Their approach is to bring a whole bunch of interesting people together and let them drive and structure discussions. No talking head panels here: session topics have emerged out of the interests and needs of the people in the room, and each discussion has been a mix of brainstorming, case sharing, strategy sharing, putting questions out for feedback, and coming up with really concrete ideas for projects and next steps.

This ties in with a discussion unfolding on several blogs on “unconferences”, including a thought-provoking podcast conversation from Johnnie Moore, who asks “how can we get away from unsatisfying conferences where the audience is often bored, towards much more engaging learning events?”

From the shownotes:

0.40 Chris reflects on the frustrations of conferences as usual, which have been highlighted by bloggers who are used to a more flexible way of sharing ideas and knowledge, yet find those processes seem to stop in conferences.

1.18 Chris talks about “keynote facilitation” instead of keynote speaking. How this changes the whole approach, and can work with low and high tech systems to help conferences reflect the social interaction of the blogosphere.

1.58 Rob describes a conference where he reinvented the role of keynote speaker at a conference to be more facilitative – and how this generated very lively conversation between participants, tapping into all the wisdom in the room – “that felt quite different from sitting, being presented at”.

2.53 Rob continues to describe another conference Zap Your PRAM on Prince Edward Island, where “everybody was a presenter, everybody had content, everybody was heard.”

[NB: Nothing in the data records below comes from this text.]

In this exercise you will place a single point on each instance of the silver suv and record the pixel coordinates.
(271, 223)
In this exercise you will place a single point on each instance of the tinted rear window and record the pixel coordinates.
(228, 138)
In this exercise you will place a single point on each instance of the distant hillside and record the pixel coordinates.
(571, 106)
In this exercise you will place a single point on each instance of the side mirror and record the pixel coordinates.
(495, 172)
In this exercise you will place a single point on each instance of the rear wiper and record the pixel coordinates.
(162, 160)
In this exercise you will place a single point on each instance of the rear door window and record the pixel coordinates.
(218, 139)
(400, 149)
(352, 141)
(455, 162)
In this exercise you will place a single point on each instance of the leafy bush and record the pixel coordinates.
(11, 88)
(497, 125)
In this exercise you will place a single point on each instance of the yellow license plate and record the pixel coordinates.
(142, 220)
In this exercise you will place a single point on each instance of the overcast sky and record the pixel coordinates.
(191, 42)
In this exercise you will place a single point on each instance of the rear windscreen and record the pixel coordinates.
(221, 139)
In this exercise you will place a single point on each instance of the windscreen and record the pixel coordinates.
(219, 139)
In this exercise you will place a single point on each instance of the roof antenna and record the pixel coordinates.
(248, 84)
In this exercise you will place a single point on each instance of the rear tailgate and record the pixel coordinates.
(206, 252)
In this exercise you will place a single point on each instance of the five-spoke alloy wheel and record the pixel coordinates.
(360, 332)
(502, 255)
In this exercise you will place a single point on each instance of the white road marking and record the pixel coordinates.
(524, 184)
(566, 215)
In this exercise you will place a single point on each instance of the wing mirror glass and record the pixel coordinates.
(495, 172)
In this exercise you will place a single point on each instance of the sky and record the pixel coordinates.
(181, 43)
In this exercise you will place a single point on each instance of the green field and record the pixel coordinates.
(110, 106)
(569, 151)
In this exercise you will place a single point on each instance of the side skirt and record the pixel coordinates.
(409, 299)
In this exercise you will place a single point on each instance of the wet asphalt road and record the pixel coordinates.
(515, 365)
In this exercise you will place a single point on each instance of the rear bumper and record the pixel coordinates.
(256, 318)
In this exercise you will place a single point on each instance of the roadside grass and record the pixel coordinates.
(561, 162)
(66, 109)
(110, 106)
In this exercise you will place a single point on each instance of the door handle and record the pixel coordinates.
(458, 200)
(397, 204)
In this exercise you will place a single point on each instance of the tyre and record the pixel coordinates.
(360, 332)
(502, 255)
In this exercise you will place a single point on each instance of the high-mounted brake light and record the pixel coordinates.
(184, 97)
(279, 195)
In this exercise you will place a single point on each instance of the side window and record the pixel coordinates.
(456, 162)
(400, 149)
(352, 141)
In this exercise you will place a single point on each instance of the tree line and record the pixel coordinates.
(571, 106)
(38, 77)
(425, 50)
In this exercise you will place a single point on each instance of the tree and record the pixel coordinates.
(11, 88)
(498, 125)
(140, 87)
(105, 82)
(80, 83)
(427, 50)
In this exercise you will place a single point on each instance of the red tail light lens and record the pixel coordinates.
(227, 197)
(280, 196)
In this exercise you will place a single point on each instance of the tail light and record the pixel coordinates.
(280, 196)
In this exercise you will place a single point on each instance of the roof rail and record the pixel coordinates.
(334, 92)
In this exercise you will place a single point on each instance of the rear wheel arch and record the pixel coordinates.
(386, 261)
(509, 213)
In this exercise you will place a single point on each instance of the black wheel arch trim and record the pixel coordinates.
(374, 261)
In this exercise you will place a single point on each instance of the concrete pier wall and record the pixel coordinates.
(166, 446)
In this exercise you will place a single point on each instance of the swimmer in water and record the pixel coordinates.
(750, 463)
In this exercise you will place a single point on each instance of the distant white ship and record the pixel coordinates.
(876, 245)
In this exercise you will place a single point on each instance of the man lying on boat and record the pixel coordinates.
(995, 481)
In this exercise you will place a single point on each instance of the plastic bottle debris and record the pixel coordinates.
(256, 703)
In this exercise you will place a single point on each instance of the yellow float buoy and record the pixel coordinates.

This approach isn’t for everyone. There will always be conference audiences that expect and want a pretty passive experience. Others would prefer to know what they’re getting into right from the start, and avoid spending time on process — particularly if that would reopen a fragile consensus or bog the event down in factional wrangling.

And it isn’t all or nothing. A first day of structured activity that then informs a more free-flowing agenda could work well.

But having been to enough conferences where a rigid agenda and top-down approach failed to engage audiences — and allowed a lot of wisdom in the crowd to lie fallow — I’d love to attend an Aspiration event.